Bi-Weekly Hip-Hop Round-Up
The World Is Yours 2- Rich The Kid
After an explosive 2018 for Rich The Kid, when singles “New Freezer” and “Plug Walk” became national hits, the Atlanta MC released The World is Yours in February 2018. For the most part, he underperformed in his first major release--the album was redundant, uninventive and did not consist of to many standout tracks. Until now, Rich The Kid had not released any music since The World is Yours, devoting every minute of his attention to this album--and it shows in the music.
The instrumental choice on The World is Yours 2 is exceptional; a solid portion of the beats matches his energy level to perfection. Rich The Kid is clearly a fan of the flute, which is perfectly in tune with his delivery style. Many of the notable tracks on the album are those that utilize the flute, which can add a catchy and almost exotic feel when used correctly, like on the tracks “Fall Threw,” “Save That” and “Tic Toc”. These songs give a more upbeat and cheerful vibe to the album, at times making you feel as though you’re at a beach bar in Miami. Miguel is also flawless in “Woah,” and Rich complements him adequately.
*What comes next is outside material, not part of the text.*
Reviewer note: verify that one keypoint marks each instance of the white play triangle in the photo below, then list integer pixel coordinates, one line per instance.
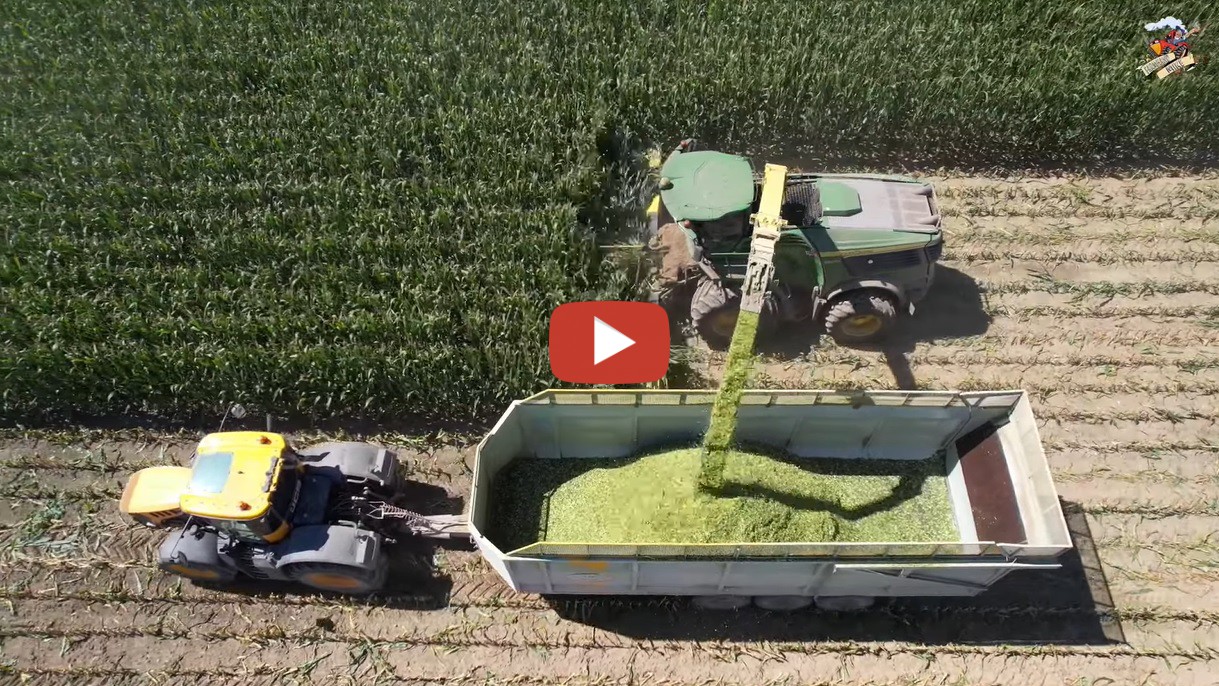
(607, 341)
Rich The Kid’s cadence is very unique, using it tremendously in the first nine tracks off the album. Specifically in “Splashin” and “Racks Today,” he uses his signature ad-libs superbly while showing off his skill to rattle off a mouthful of words in just a few seconds. After that, he gets a little too cocky and leaves his comfort zone. This is where the album starts to trail off for me--the melodies start to become more subtle and less active. Rich The Kid is not a typical rapper who can stun you with wordplay and punchlines, which he tries too hard to achieve on “4 Phones” and “Racks Out.” However, “For Keeps” is a fantastic collaborative cut where Rich and NBA Youngboy trade verses perfectly.
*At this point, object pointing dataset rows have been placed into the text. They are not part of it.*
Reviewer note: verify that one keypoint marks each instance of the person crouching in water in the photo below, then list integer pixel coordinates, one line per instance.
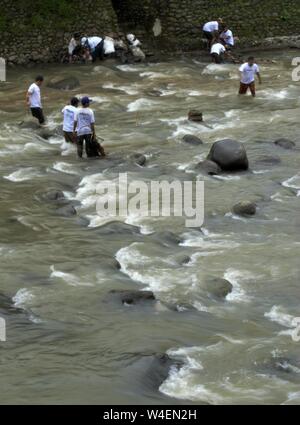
(135, 48)
(84, 130)
(33, 99)
(248, 71)
(217, 52)
(69, 113)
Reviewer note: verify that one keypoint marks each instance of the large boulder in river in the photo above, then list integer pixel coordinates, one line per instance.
(245, 208)
(192, 140)
(70, 83)
(285, 143)
(133, 297)
(230, 155)
(195, 116)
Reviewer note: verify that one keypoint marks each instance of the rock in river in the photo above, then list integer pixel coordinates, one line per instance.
(192, 140)
(230, 155)
(245, 208)
(285, 143)
(70, 83)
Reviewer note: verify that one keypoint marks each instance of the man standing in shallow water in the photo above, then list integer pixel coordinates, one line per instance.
(33, 99)
(248, 71)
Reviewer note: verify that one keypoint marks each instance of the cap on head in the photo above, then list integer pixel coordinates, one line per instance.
(85, 101)
(74, 101)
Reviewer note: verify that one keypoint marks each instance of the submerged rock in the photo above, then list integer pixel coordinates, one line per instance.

This album makes me very excited for Rich The Kid’s future; he did many things here that I didn’t think he was capable of and is far less one dimensional than I previously imagined. He proved that he can pull together a complete album that has a solid amount of keepers. This album has shown that Rich The Kid is growing up and maturing musically--and that he might need to look into changing his name in the near future.
Bad Habits- NAV
NAV’s career has been inconsistent, to say the least. His first three projects have been very hit or miss and has yet to put together a complete album that is enjoyable from front to back. His first album, the eponymous NAV, was the most complete project, which consisted of high-quality tracks like “Myself,” “Good for It,” “Lonely,” “Up” and “Some Way”. Despite the overly braggadocious nature of these tracks, NAV’s delivery and finesse were very promising on the album. In his next two projects, Perfect Timing and Reckless, diamonds in the rough were tougher to come by. Both of these albums were riddled with sedated verses and sleepy lyrics, with almost nothing sticking out as special.
Unfortunately, it’s much of the same on Bad Habits. There is nearly nothing special through all 16 tracks and 48 minutes. I found my mind wandering every few minutes when trying to give my full attention to the album, due to the mindless nature of NAV’s delivery. The energy level is far too low for an album of this length; I could count on my fingers the number of times NAV actively tries to pick up the tempo in the entirety of the album. The only saving grace of the record is the song, “Tussin,” which offers a respectable melody, mostly due to Young Thug’s presence. This will be the only song off the album I will be adding to my library. We know NAV is not a lyricist and it truly shows on Bad Habits; I found myself scratching my head countless times after idiotic lyrics such as, “I found out my penthouse on the top floor.” Quite the odd flex noting that the definition of a penthouse is “an apartment on the top floor of a tall building.”
NAV is not a bad artist, but the past few records he has released have been quite disastrous. His first album had some great moments on it, but he is trying far too hard to be a rapper when he just isn’t one. NAV embraced his skill set as an R&B fusion artist in his first album, which is what he needs to get back to.